Kelly – I was surprised to learn at the recent Kayo conference that so many firms have not yet invested in dedicated people and systems to optimize sourcing and get more leverage for their business development teams. There’s so much insight and leverage to be gained through just a little bit more technology and headcount investment.

I see three possible reasons for firms being slow to innovate in this regard:

  1. Many investment firms lack a focused investment strategy. They invest as generalists. That lack of focus can get in the way of having a sophisticated BD strategy; being so opportunistic makes it difficult to be proactive. Our strategy at Edison is data-driven, specific to our three industry sectors, and our entire firm is aligned on it. If this were not the case, our investment in technology might be wasted.
  2. Operating experience is still commonly lacking inside investment firms. While PEs have operators on staff or contracted to help their companies, most firms lack the talent in-house to improve firm operations.
  3. If it is not broken, don’t fix it. While I can understand this argument / approach, I don’t agree with it. This is simply not the mentality of top-performing organizations, whether you’re in PE or otherwise.

Peter: For firms where their deal sourcing sophistication and status is in the “dark ages”, what actionable advice do you have for them?

Kelly – First, it goes back to focus, which may sound trite, and certainly, obvious. But using technology and modern BD solutions is not a strategy, and it won’t enable large gains in business development effectiveness and efficiency for a firm without a clear investment strategy. So the most important thing a firm must do is to select a defined market of companies that they wish to pursue, and then the business development motions, tactics, and approaches all flow out of that.  No matter what strategy and market you pursue, there are some things you must have to be at baseline from a BD perspective:

Kelly Ford, Partner at Edison Partners
  1. You must have a trusted store of data where you and your colleagues and partners are diligently recording your interactions with companies, M&A bankers, etc. You need a shared repository for this data, so having a CRM is required.
  2. You must have a plan for how you will reach your target market of companies. You can have plans to reach them directly, or reach them through the channel of investment bankers who advise them, or both. But no matter what, you need a plan for how you’ll reach your market.

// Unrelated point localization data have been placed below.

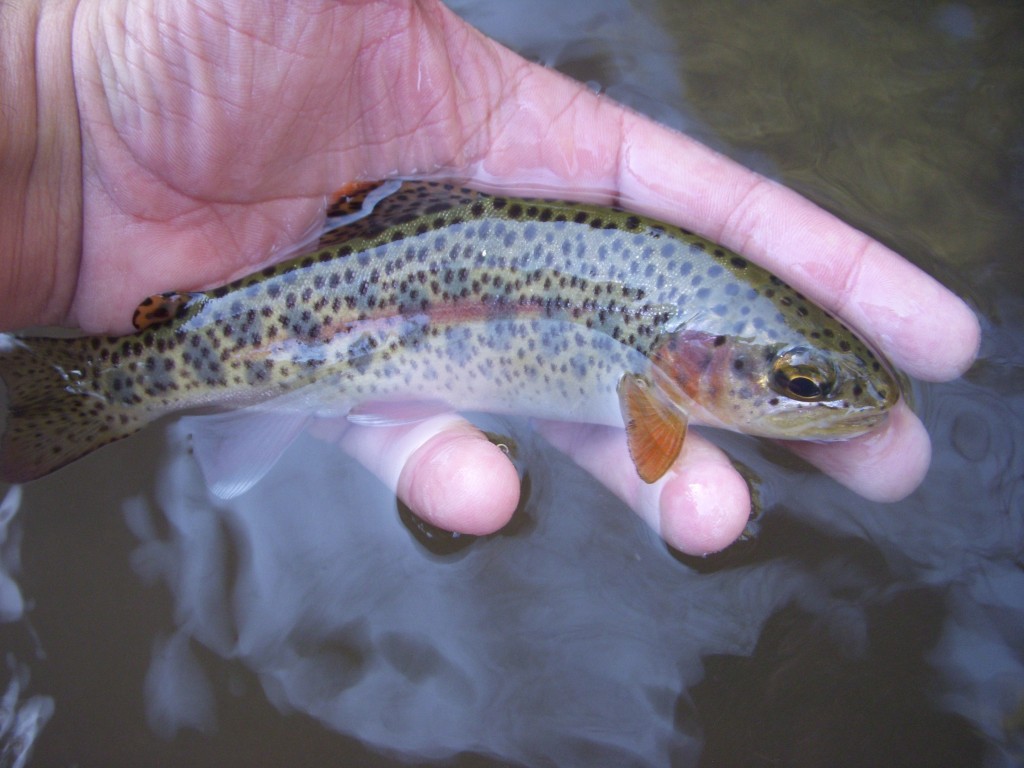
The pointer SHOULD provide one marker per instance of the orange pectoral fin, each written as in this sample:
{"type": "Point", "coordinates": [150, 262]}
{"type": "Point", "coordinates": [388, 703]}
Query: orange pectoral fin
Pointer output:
{"type": "Point", "coordinates": [654, 426]}
{"type": "Point", "coordinates": [156, 309]}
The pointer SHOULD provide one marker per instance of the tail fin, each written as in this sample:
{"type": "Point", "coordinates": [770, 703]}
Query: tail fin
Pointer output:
{"type": "Point", "coordinates": [54, 413]}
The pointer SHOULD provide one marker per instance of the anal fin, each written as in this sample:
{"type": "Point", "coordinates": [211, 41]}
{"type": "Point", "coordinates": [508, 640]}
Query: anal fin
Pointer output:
{"type": "Point", "coordinates": [236, 450]}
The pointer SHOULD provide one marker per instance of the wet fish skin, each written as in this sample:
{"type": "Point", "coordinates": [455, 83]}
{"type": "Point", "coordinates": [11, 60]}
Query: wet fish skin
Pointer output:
{"type": "Point", "coordinates": [451, 296]}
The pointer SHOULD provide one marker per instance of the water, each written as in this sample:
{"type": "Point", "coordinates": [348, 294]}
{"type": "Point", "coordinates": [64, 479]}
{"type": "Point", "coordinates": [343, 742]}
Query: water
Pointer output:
{"type": "Point", "coordinates": [145, 624]}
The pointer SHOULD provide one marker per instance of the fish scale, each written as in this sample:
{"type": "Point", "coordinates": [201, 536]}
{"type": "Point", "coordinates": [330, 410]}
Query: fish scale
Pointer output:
{"type": "Point", "coordinates": [448, 295]}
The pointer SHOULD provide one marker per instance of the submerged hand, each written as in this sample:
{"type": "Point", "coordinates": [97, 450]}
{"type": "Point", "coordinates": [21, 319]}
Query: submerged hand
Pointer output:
{"type": "Point", "coordinates": [211, 133]}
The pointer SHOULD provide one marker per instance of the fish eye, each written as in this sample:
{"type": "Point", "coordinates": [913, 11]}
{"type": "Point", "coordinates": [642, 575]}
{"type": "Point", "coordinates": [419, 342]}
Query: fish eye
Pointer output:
{"type": "Point", "coordinates": [803, 375]}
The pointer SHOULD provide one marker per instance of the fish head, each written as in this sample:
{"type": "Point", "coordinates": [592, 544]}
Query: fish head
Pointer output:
{"type": "Point", "coordinates": [794, 389]}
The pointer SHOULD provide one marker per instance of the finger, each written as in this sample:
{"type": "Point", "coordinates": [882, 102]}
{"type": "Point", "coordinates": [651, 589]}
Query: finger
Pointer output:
{"type": "Point", "coordinates": [885, 465]}
{"type": "Point", "coordinates": [700, 506]}
{"type": "Point", "coordinates": [443, 469]}
{"type": "Point", "coordinates": [921, 326]}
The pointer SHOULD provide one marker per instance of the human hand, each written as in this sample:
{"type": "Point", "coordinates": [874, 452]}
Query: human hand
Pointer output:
{"type": "Point", "coordinates": [211, 133]}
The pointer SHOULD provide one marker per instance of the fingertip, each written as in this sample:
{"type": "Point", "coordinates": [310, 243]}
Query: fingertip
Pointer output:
{"type": "Point", "coordinates": [704, 508]}
{"type": "Point", "coordinates": [458, 480]}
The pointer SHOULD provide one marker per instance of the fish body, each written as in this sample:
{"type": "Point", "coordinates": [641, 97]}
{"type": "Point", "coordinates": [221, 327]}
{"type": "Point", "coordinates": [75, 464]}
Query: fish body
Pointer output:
{"type": "Point", "coordinates": [451, 297]}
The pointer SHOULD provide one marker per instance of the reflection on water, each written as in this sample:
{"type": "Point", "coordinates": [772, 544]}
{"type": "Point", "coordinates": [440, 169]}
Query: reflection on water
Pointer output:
{"type": "Point", "coordinates": [304, 623]}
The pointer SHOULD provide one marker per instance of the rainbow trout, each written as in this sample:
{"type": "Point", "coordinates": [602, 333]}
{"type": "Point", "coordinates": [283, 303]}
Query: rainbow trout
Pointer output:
{"type": "Point", "coordinates": [454, 299]}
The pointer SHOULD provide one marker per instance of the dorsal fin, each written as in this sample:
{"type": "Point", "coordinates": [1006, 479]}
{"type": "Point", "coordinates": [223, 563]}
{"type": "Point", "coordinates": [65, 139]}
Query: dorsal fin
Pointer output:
{"type": "Point", "coordinates": [161, 307]}
{"type": "Point", "coordinates": [349, 199]}
{"type": "Point", "coordinates": [654, 426]}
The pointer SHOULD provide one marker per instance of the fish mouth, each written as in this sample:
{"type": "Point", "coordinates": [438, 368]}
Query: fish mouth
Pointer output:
{"type": "Point", "coordinates": [825, 427]}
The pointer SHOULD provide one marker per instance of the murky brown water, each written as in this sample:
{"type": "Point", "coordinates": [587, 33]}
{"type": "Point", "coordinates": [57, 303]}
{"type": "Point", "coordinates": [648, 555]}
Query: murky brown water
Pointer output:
{"type": "Point", "coordinates": [305, 624]}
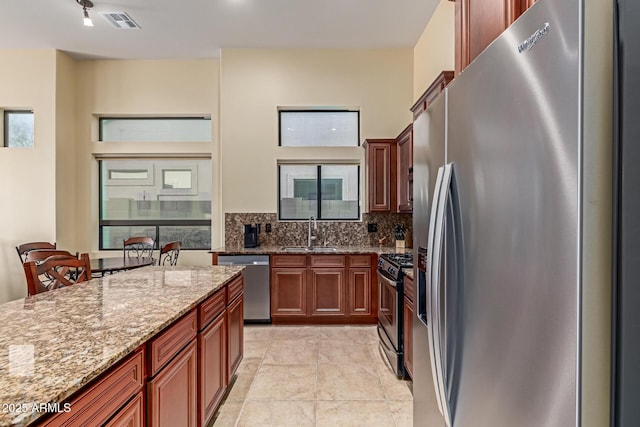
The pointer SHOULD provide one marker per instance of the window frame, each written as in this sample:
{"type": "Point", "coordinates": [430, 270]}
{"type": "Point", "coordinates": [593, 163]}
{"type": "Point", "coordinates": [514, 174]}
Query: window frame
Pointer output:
{"type": "Point", "coordinates": [316, 110]}
{"type": "Point", "coordinates": [194, 117]}
{"type": "Point", "coordinates": [156, 223]}
{"type": "Point", "coordinates": [319, 191]}
{"type": "Point", "coordinates": [5, 127]}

There are conferences; there is the tapping of your network; there is cold-calling; there is email-blasting; there is social selling; there are BD sourcing tools like Axial, etc.

But those two are baseline – a place to store your interactions with the market and share with your firm, and a map of the channels and routes by which you reach the CEOs and business owners in your target market.

Peter: What’s next in deal sourcing and private equity BD?

The industry really can learn a lot from modern B2B marketing and sales strategies and the technologies that enable them – from more sophisticated use of data in identifying and targeting companies, to automating tedious tasks for greater prospecting an networking productivity, and leveraging all relevant channels (yes, more than email) to educate and engage audiences.

There’s certainly opportunity for tighter integration between the tools that are currently being embraced by private equity firms and other mid-market players. My view is the winning tech stack (dare I suggest, single platform?) for our space will eventually have the following characteristics:

  1. Precise matching of investment strategies with best-fit companies
  2. Insights not only on the best-fit companies to inform engagement, but also on your best connectivity to the executives inside those companies to facilitate introductions and engagement
  3. Multi-channel engagement options – on and offline – for tapping personal and social networks, enabling content marketing, and even leveraging events

Technologically speaking, these three capabilities are available and possible for our industry to implement today. We need a shift in mindset and investment in the right talent to make it a reality.

Peter: Thanks Kelly, this was terrific. Thanks for spending some time with us.